Producer prices slipped 0.2% in March, but disinflationary pressures will intensify over the next few months. The bulk of the March decline came from energy prices. Food prices were unchanged. Core goods PPI rose 0.2%. The final demand index was up 0.7% from a year earlier, while the goods index is down 1.2%. Core gods was up 0.6% y/y. The consumer price index fell 0.4% in March. Energy prices dropped 5.8%, while food prices were up 0.3%. Excluding food and energy, the core CPI fell 0.1%. From a year earlier, the headline CPI was up 1.5% in March, while the core index was up 2.1%. With much of the globe in recession, inflation will be weak, at least through the year, as economic activity will likely return at only a modest pace, at best.
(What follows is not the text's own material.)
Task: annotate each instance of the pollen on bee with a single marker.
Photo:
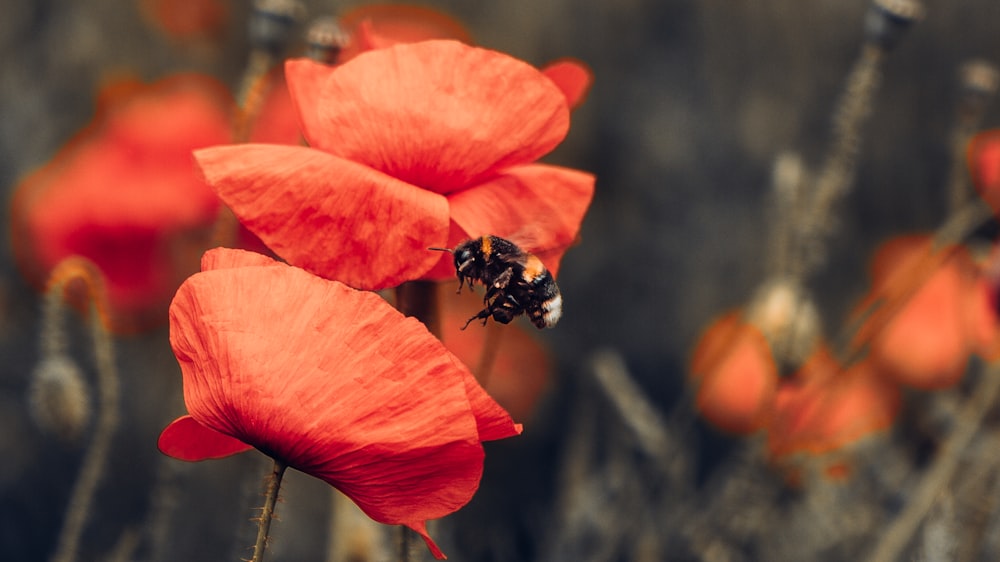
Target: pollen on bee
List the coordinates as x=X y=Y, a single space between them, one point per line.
x=533 y=267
Important Data Releases This Week
March retail sales will be released on Wednesday, April 15 at 8:30 AM. The March retail sales report will be wild. Sales will be strong at grocery stores and warehouse clubs and online vendors. On the other hand, automobile sales will fall by at least 50% and gas station sales will by hit by declines in volume and price. Expect total sales to fall by 5% in March. Bars and restaurants usually comprise 2% of retail sales. Grocery stores are around 12% and gas stations 8%. This mixture for March will be interesting.
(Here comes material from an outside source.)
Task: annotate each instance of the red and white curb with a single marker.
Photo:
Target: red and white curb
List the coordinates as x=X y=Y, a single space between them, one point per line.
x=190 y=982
March industrial production will be released Wednesday, April 15 at 9:15 AM. March production was semi-normal before the onslaught of COVID-19. We expect total IP to have advanced 0.2% for March. The shutdown of factories will show up in April data.
February business inventories will be released Wednesday, April 15 at 10:00 AM. Inventory build was normal in February, before the storm, but there was supply chain difficulties emanating from Asia. We expect stocks to fall 0.1%.
March housing starts will be released Thursday, April 16 at 10:00 AM. Housing started the year on a strong note but that is old news. COVID-19 made shopping for a new home unthinkable and mortgage demand has plunged. The millions of layoffs will destroy housing. Expect starts to fall to 1.3 million level for March and below 1 million in April.
Weekly jobless claims will be released on Thursday, April 16. The labor market is in a meltdown. Almost 17 million people have filed for unemployment benefits in the last three weeks, implying an unemployment rate in the double-digits. The number of new claims has probably peaked. The important question is how long is the duration?